How do seemingly unimportant metrics like impressions translate into revenue?
Which metrics are most important to the internal stakeholders of the company?
The abundance of data in the realm of digital marketing has enabled marketers to cherry-pick stats that support a specific case. In practice, marketers sometimes even convince themselves that because some metrics are moving in the right direction, they must be achieving business objectives… which leads to inevitable frustration when other company stakeholders see the situation differently.
Marketers must take a step back and examine what the executive team deems as successful, then evaluate their current strategy for measuring success, with the eventual goal of picking the metrics that truly align with business objectives.
Start with the Business Objectives and Key Performance Indicators (KPIs)
When it comes to analytics reporting, no one-size-fits-all approach will ever exist. That’s because reporting effectively is not just about selecting the right metrics - but also about understanding what these metrics mean in the context of the business as a whole. Even if the marketing department presents internal stakeholders with positively trending analytics reports with lower bounce rate, increased click-through-rate (CTR), and high impressions have moved in a positive way, those measures still may not move the needle for business performance.
Marketers should establish what business objectives they are trying to reach and align them with KPIs that the objectives will be measured against. Savvy marketers will ask questions about intent: Is the goal to generate more brand awareness, retain existing customers, or acquire and convert new marketing qualified leads (MQLs)?
Example:
Objective: Increase revenue by 25% this year.
KPI for Marketing: Increase Marketing Qualified Leads (MQLs) by 20%
Determine the Strategy and Establish Marketing Performance Metrics
In developing strategy, marketers should revisit what success looks like in the context of business objectives. Only then should marketers begin to outline the data points that illustrate the success/failure of the achievement of marketing objectives.
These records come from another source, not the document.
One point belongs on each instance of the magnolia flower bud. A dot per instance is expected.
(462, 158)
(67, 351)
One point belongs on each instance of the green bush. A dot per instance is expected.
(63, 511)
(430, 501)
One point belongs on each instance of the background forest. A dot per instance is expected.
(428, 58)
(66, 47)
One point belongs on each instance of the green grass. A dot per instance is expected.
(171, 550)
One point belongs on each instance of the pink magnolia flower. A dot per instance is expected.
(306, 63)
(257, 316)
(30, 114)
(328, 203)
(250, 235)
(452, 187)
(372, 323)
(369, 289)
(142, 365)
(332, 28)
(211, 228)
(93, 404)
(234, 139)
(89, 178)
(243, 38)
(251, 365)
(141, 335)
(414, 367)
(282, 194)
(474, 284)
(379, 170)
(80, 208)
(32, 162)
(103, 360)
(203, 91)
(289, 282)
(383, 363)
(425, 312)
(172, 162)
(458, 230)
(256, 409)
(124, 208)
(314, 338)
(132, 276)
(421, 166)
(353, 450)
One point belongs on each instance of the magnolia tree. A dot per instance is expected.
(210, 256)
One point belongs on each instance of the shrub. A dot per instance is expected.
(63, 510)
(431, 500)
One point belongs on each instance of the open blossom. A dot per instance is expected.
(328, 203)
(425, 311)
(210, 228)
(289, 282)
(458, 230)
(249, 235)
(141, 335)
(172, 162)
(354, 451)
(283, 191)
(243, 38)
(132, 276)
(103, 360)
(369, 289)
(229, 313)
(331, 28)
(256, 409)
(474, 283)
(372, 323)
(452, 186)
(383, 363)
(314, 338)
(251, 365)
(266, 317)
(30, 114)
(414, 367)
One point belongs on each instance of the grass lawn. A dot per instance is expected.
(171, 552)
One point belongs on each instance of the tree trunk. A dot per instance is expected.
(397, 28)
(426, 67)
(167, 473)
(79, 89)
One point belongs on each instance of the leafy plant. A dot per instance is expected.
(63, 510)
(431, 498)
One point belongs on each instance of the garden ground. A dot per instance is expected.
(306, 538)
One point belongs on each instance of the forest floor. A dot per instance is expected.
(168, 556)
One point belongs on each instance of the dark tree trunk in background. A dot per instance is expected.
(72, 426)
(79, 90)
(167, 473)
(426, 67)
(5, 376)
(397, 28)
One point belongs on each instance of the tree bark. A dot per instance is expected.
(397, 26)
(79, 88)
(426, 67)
KPIs provide context to a company’s past, present, and future. They act as a road map for the marketing campaign strategy moving forward. Likely, the KPIs selected should be more general metrics, like revenue increase or market share relative to competitors.
Example:
Objective: Increase revenue by 25% this year.
KPIs for Marketing: Marketing Qualified Leads (MQLs)
Strategy to Support KPIs: Create gated content to entice customers to provide the company with their name and email address
Marketing Performance Metrics:
Landing page conversion rate
Leads generated
Round out the tactical approach by tracking more specific marketing metrics
At this point, marketers have a list of defined business objectives, the strategy in place to support those business objectives, and the framework to measure the efficacy of the overall strategy. The execution of the marketing strategy is often referred to as the tactical approach. At this point marketers should begin to leverage more specific metrics, some of which may not directly link up to the more general business objectives.
Example:
Objective: Increase revenue by 25% this year.
KPIs for Marketing: Marketing Qualified Leads (MQLs)
Strategy to Support KPIs: Create gated content to entice customers to provide the company with their name and email address
Marketing Performance Metrics:
Landing page conversion rate
Leads generated
Tactical approach: Paid media and social media marketing that drives traffic to the landing page
Tactical Metrics:
CPM (Cost-per-thousand impressions)
CPC (Cost-per-click)
CTR (Click-through-rate)
Bounce rate on landing page
Other helpful tips:
Look outside of the organization. Knowing market share and where competitors stand is crucial.
Get into the audience’s operating reality. When delivering a report to someone within the company, marketers should consider the internal stakeholders.
Establish benchmarks. With benchmark data easily accessible and regularly reported, trend lines can begin to emerge from the data.
At Setup most recent marketers breakfast, Jeff Perkins, CMO of QA Symphony, described analytics reporting as “internal content marketing.” Using analytics to inform company stakeholders on marketing performance has many of the same components as a content marketing strategy: marketers have to constantly test and tweak their messaging depending on the audience in order to tell a story that will ultimately resonate.